TEtranscripts
Overview
TEtranscripts is a software package that utilizes both unambiguously (uniquely) and ambiguously (multi-) mapped reads to perform differential enrichment analyses from high throughput sequencing experiments.
Version 2.0.5 is installed on the CSF.
Restrictions on use
There are no restrictions on accessing this software on the CSF. It is released under the GPL v3 license and all usage must adhere to that license.

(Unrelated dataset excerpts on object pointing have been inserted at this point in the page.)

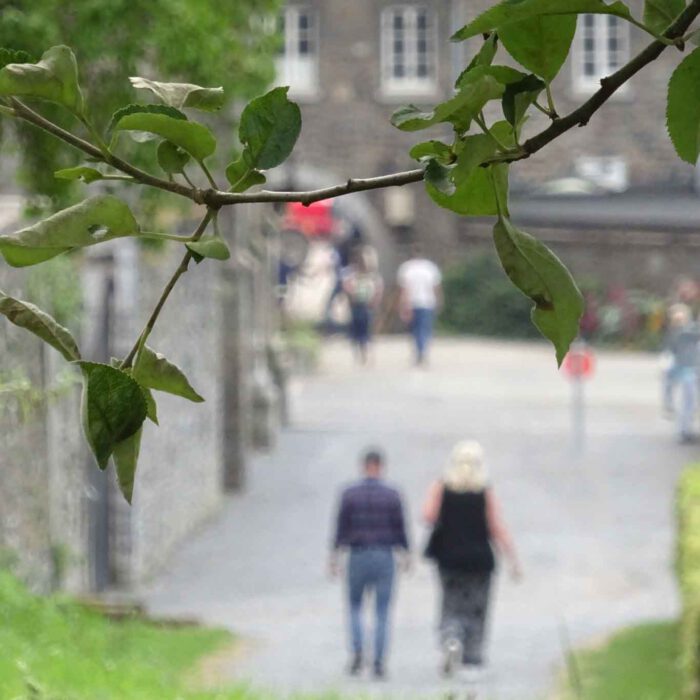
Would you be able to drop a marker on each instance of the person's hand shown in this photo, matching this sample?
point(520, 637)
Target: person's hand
point(516, 572)
point(334, 567)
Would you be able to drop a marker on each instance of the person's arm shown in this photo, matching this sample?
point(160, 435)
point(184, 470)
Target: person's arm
point(500, 534)
point(433, 503)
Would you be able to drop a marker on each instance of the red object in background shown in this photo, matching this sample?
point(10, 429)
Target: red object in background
point(579, 362)
point(316, 220)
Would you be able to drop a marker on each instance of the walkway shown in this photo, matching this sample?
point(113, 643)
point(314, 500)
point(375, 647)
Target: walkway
point(595, 532)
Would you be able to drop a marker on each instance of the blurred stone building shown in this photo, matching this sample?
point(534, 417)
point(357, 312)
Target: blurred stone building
point(613, 198)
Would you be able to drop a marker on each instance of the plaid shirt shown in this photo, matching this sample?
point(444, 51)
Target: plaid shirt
point(370, 515)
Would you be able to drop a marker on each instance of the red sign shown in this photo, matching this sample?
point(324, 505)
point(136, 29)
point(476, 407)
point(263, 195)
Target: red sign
point(579, 362)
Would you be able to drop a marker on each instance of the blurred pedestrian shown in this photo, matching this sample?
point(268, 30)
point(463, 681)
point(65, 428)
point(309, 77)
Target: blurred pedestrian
point(420, 282)
point(364, 287)
point(466, 520)
point(682, 346)
point(370, 524)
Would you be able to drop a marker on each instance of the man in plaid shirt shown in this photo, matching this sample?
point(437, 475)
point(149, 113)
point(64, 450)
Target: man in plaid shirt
point(371, 525)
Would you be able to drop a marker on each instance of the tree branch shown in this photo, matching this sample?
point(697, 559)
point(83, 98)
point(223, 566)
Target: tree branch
point(181, 269)
point(29, 115)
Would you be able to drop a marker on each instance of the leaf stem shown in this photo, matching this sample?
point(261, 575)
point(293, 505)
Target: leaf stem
point(180, 270)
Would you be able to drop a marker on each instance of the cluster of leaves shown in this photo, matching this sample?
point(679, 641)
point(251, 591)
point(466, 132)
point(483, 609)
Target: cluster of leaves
point(235, 41)
point(118, 398)
point(470, 175)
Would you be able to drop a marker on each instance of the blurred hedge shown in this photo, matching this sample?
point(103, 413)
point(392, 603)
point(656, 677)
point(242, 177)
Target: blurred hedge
point(689, 577)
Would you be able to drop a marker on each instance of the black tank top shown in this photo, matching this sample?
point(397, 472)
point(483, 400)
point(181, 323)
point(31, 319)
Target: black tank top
point(464, 542)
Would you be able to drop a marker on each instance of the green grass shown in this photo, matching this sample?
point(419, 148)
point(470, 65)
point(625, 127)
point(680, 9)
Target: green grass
point(639, 663)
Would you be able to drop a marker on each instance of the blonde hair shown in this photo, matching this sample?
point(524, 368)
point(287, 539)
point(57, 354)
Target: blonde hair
point(465, 469)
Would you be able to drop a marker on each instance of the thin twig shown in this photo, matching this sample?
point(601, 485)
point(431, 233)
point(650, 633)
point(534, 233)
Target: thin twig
point(181, 269)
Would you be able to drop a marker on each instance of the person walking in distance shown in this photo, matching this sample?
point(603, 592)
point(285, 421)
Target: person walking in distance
point(370, 524)
point(420, 282)
point(466, 520)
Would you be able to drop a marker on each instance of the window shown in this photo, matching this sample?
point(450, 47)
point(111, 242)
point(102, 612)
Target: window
point(408, 50)
point(601, 47)
point(297, 65)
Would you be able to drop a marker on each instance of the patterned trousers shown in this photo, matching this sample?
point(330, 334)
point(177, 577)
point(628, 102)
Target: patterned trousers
point(465, 601)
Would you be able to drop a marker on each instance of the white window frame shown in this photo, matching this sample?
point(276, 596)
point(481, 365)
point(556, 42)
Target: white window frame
point(299, 71)
point(410, 83)
point(593, 57)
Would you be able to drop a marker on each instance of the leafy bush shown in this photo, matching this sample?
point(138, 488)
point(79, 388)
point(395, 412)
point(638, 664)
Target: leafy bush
point(689, 576)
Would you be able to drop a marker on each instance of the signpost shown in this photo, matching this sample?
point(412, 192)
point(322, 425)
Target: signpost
point(578, 366)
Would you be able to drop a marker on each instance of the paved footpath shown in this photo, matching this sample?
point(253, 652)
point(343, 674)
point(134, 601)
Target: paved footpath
point(595, 532)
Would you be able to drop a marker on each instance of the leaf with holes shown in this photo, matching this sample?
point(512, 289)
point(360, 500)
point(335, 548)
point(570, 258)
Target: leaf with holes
point(269, 128)
point(154, 371)
point(113, 408)
point(80, 172)
point(190, 136)
point(459, 110)
point(95, 220)
point(659, 14)
point(541, 276)
point(474, 196)
point(53, 78)
point(213, 247)
point(171, 158)
point(183, 95)
point(683, 108)
point(126, 457)
point(540, 44)
point(242, 176)
point(511, 11)
point(27, 316)
point(518, 97)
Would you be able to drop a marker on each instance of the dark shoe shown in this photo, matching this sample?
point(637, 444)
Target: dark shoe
point(356, 665)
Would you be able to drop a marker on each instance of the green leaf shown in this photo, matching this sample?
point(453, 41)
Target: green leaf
point(458, 110)
point(659, 14)
point(171, 158)
point(518, 97)
point(13, 56)
point(154, 371)
point(53, 78)
point(192, 137)
point(541, 276)
point(474, 151)
point(432, 149)
point(474, 196)
point(683, 108)
point(95, 220)
point(126, 457)
point(80, 172)
point(242, 176)
point(182, 95)
point(269, 128)
point(148, 109)
point(438, 176)
point(540, 44)
point(210, 247)
point(33, 319)
point(510, 11)
point(113, 408)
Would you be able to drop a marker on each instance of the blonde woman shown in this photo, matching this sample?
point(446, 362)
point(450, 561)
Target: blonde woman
point(466, 520)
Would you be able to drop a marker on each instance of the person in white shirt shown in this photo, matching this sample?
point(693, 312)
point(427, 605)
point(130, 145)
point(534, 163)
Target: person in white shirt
point(420, 281)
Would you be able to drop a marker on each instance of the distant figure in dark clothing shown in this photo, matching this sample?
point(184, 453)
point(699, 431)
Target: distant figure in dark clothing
point(370, 524)
point(465, 517)
point(682, 345)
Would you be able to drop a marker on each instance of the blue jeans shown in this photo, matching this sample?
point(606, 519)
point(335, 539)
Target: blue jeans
point(687, 377)
point(422, 330)
point(370, 568)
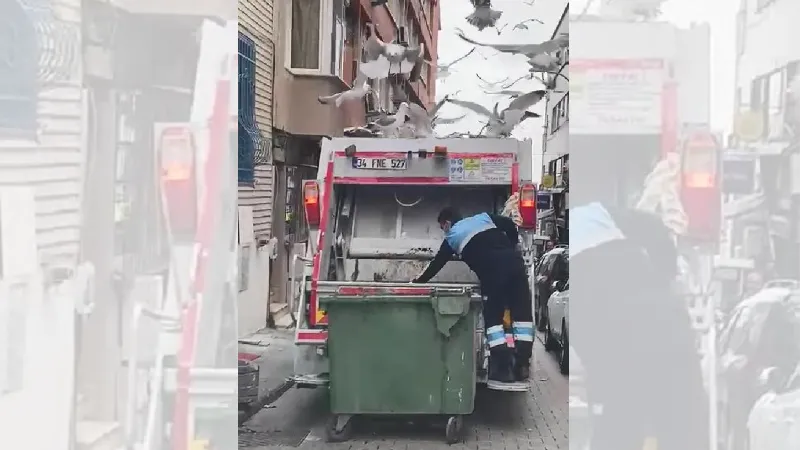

Please cite your use of this software using:
Jin Y., Tam O.H., Paniagua E. and Hammell M. (2015). TEtranscripts: A package for including transposable elements in differential expression analysis of RNA-seq datasets. Bioinformatics 31: 3593-3599. Pubmed ID: 26206304
Set up procedure
We now recommend loading modulefiles within your jobscript so that you have a full record of how the job was run. See the example jobscript below for how to do this. Alternatively, you may load modulefiles on the login node and let the job inherit these settings.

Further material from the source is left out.